“Somos Sur” is a rap and hip-hop song by Chilean-French artist Ana Tijoux. To me it insists that this world needs thinking, analysis and action from the South.
The song vibrantly also features Palestinian-British rapper Shadia Mansour and provides hip hop and rap at its best—constructively angry; ruthless in speaking back to power. But also in joining dots; rhythmically it enfolds and unfolds wider geographies of solidarity. So, in solidarity with the people of Gaza, listen to it!
Somos Sur, Hip Hop and Cape Flats
“Somos Sur” also speaks through its registers of rhythm and movement to our own academic project around situated urban political ecologies (SUPE)—and to southern urbanism; and in making use of experiences and intellectual traditions from ‘the elsewheres’ of this world in order to assemble departure points for critique and radical democratic practice.

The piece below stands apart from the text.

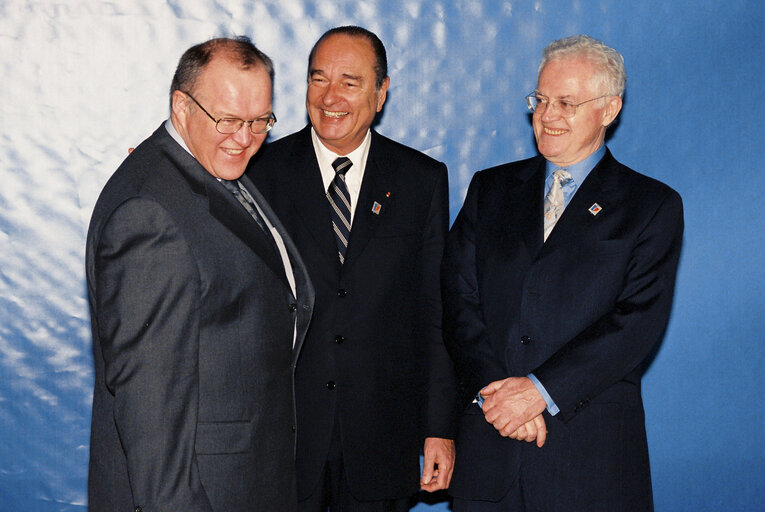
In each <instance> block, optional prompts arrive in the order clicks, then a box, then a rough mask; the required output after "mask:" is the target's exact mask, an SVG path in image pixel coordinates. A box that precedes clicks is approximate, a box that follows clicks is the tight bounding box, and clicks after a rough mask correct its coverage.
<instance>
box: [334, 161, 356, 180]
mask: <svg viewBox="0 0 765 512" xmlns="http://www.w3.org/2000/svg"><path fill="white" fill-rule="evenodd" d="M352 165H353V162H351V159H350V158H348V157H347V156H341V157H339V158H336V159H335V161H334V162H332V168H333V169H335V173H336V174H340V175H341V176H345V173H346V172H348V169H350V168H351V166H352Z"/></svg>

The song links directly to what I have learnt from my meetings with Capeflatsian hip hoppers Emile YX? and Mixed Mense. Their hip hop and pedagogic work in Cape Town can certainly be described as a democratic practice in that it shifts how, and who can speak into the future of Cape Town.
Over the last couple of years I have reported on how their hip hop performs deep differences to call into being the possibility of agency and new imaginaries of democracy, in spite structural oppression. See for instance my texts on their performance at Princess Vlei, in the magazine Urban Wetlands: South Asia; and here in conversation with Emile at Stanford. Their hip hop has flowed into my critique of ‘ecosystem services’ and other technologies of de-politicisation that environmental discourse is often wrapped up in (listen to this argument in my webinar from Portland State University).
Hip hop as tool of critique and pedagogy: documentary from Cape Town
In regards of what hip hop can do, as a practice to critique and engage structural oppression, I can here mention a recent documentary film about the Cape Town hip hop scene created by US-based Kareem Alston.
The film features the many nationalities of hip hoppers in Cape Town that share their talent and devotion to hip hop as a tool of critique and pedagogy. It goes a long way to animate discussions how democratic practices can be developed from the felt sense of equality, and not from handed down ideas of simply voting every fourth or fifth year. As such of course it revives the deep democratic experiment and tradition from Cape Flats of the 1980s when United Democratic Front and other collectivities developed street-based direct democratic practices in the height of onslaught and struggle (see for instance writings by Jeremy Seekings). Another contribution from the film is that it shows how Cape Town is worlded across the continent through these hip hoppers. (30 min long.)
In solidarity: Palestinians, Mapuche and Capeflatsians
So, listen to “Somos Sur” in solidarity with Palestinians, Mapuche, and Capeflatsians. As my friend Oddveig wrote to me in fighting spirit when recommending “Somos Sur”, herself latina living in Cape Town, “doesn’t this just make you happy!”